In der Audiobotschaft rät Chouka der Szene, auf Demonstrationen zu verzichten, um Festnahmen zu vermeiden. Der Terrorist propagiert verdeckte Methoden wie in einem „Geheimdienstverfahren“ gegen einzelne Pro-NRW-Mitglieder und Journalisten. Zu möglichen Schutzmaßnahmen für die Bedrohten sagen die deutschen Behörden, wie in solchen Fällen üblich, nichts.

Nach Ansicht von Sicherheitsexperten neigen in der Bundesrepublik ungefähr 1500 Mitglieder der Szene zu Gewalt. Zum deutschen Salafistenspektrum insgesamt zählen mindestens 4000 Personen. Sie seien „zwar eine kleine Splittergruppe unter den muslimischen Gruppierungen, aber die am schnellsten wachsende“, schreibt Guido Steinberg, Islamismus- und Terrorismus-Experte der Berliner Stiftung für Wissenschaft und Politik, in einer aktuellen Studie.

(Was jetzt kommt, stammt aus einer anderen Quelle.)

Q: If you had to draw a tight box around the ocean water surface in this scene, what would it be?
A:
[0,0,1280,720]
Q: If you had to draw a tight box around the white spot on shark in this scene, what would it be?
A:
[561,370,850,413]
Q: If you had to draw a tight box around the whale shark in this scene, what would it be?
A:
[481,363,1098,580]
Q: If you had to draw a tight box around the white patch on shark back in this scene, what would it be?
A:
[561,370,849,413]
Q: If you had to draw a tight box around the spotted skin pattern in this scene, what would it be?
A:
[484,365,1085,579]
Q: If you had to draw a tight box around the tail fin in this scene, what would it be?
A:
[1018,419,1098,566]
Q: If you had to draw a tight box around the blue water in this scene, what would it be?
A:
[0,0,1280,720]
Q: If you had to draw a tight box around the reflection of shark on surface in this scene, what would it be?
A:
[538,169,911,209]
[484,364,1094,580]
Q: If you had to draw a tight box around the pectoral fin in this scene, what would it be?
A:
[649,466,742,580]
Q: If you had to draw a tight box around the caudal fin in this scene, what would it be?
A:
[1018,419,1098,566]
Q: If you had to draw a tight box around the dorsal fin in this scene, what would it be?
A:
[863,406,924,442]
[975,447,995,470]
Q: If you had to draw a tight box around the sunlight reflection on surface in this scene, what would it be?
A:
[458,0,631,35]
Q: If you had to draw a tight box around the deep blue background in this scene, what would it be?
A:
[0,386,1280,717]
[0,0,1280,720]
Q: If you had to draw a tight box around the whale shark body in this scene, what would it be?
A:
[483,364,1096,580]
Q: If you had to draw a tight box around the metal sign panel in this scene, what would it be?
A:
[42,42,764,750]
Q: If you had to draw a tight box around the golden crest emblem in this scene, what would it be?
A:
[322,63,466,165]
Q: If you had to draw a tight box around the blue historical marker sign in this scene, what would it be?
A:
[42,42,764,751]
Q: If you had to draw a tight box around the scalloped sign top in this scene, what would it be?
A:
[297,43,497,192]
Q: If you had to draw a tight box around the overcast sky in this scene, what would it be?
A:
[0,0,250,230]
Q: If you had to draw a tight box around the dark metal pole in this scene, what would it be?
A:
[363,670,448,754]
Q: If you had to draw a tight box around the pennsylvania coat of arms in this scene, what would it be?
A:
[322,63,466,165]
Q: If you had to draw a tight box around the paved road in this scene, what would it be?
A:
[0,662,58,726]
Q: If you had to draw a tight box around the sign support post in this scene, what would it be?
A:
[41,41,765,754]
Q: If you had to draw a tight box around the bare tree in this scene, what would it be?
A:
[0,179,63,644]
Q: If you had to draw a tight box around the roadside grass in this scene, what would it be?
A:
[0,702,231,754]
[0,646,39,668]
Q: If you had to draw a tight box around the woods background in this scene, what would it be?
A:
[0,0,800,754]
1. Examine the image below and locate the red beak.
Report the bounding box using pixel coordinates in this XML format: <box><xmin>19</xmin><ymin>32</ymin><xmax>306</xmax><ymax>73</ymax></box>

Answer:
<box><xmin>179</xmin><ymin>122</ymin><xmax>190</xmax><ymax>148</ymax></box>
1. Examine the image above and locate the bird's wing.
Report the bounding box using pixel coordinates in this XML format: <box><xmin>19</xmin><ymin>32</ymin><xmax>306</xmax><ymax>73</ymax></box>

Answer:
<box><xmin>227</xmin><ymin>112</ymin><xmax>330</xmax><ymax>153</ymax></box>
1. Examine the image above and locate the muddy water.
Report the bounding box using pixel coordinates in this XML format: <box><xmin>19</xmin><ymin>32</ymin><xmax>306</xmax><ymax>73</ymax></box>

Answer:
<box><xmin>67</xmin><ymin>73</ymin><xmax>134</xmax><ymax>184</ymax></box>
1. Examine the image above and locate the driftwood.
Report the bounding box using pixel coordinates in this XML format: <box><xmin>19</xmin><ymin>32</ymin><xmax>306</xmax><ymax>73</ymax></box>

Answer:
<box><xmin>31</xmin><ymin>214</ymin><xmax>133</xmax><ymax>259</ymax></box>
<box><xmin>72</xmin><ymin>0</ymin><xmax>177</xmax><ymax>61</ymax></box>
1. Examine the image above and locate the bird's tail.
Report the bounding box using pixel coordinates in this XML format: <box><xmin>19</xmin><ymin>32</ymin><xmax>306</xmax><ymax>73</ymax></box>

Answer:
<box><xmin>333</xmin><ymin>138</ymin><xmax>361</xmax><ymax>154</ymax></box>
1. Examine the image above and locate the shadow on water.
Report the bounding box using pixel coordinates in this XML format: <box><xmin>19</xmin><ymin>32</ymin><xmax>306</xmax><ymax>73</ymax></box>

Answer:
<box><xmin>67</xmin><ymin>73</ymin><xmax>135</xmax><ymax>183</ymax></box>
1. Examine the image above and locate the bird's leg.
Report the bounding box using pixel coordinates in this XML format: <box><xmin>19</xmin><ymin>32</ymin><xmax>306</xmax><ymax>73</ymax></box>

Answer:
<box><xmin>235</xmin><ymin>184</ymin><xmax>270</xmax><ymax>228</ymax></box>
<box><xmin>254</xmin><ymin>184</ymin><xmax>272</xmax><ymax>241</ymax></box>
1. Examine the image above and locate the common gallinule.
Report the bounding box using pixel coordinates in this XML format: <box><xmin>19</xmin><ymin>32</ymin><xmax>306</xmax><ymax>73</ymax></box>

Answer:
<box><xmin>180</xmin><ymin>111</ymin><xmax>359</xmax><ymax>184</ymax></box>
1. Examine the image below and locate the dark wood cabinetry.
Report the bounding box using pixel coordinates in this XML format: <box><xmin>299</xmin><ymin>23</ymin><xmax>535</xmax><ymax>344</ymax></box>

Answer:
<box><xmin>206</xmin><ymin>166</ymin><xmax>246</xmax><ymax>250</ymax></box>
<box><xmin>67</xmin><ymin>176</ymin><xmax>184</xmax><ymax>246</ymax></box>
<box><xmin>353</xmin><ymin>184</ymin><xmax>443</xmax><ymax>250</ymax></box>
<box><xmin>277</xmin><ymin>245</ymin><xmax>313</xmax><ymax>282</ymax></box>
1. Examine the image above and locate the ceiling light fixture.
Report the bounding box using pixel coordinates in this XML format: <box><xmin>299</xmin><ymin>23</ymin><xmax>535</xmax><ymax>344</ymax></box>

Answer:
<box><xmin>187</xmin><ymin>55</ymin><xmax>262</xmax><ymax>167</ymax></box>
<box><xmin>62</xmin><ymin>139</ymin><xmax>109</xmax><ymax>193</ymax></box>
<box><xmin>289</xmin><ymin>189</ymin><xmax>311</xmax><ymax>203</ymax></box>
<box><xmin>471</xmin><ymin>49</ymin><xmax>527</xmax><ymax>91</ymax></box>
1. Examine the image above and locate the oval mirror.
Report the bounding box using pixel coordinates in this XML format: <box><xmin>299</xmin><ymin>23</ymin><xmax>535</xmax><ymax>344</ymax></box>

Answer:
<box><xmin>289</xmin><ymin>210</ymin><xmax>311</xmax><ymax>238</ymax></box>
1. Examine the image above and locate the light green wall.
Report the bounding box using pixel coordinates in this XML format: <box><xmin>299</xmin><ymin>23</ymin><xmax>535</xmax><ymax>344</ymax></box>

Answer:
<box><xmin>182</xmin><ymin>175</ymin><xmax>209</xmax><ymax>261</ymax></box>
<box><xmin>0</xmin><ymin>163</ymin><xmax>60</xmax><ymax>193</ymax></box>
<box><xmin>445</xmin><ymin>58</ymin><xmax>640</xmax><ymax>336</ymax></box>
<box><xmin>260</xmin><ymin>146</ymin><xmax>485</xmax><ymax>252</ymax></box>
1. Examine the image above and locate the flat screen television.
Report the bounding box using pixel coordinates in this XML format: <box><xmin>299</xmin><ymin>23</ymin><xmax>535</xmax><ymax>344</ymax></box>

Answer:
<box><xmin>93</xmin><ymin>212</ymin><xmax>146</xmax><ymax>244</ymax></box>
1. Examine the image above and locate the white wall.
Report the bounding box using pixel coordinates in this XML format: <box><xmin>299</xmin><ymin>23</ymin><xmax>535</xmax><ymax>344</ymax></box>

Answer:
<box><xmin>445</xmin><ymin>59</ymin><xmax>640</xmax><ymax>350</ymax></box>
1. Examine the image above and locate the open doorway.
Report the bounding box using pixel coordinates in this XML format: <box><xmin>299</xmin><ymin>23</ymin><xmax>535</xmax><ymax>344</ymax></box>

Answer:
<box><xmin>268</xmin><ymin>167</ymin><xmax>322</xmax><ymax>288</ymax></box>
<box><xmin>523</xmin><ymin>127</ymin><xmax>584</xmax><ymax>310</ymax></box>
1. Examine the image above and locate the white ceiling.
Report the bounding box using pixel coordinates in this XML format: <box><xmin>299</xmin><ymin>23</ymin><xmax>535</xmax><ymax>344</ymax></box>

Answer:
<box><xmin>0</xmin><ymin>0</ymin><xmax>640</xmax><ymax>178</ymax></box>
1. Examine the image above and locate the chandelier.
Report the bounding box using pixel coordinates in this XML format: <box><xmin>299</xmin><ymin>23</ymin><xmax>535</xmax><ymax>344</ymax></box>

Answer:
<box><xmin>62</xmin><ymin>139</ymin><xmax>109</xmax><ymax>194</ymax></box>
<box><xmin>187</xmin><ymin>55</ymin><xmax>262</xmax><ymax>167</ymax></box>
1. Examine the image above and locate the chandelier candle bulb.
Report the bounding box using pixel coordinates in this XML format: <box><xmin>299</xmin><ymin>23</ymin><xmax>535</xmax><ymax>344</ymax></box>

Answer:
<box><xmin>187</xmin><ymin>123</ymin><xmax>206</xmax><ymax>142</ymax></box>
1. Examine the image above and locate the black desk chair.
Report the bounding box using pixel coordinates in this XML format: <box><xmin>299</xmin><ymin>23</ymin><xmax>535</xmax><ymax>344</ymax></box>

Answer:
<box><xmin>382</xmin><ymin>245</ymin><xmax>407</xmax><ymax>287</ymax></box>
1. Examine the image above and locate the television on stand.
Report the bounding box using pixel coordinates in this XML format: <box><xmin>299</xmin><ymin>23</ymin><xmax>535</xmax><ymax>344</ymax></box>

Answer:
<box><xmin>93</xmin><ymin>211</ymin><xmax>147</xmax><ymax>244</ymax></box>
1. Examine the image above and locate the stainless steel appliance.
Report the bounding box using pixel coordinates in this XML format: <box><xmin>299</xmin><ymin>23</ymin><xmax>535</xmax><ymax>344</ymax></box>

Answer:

Die deutschen Salafisten „sind vor allem zum Problem geworden, weil alle aus der Bundesrepublik kommenden Dschihadisten, die sich in den letzten Jahren terroristischen Organisationen wie Al Qaida angeschlossen haben, salafistische Moscheen besuchten und/oder entsprechenden Gruppen angehörten“. Als lokale Schwerpunkte salafistischer Aktivitäten nennt Steinberg Berlin, Hamburg, Frankfurt und Bonn.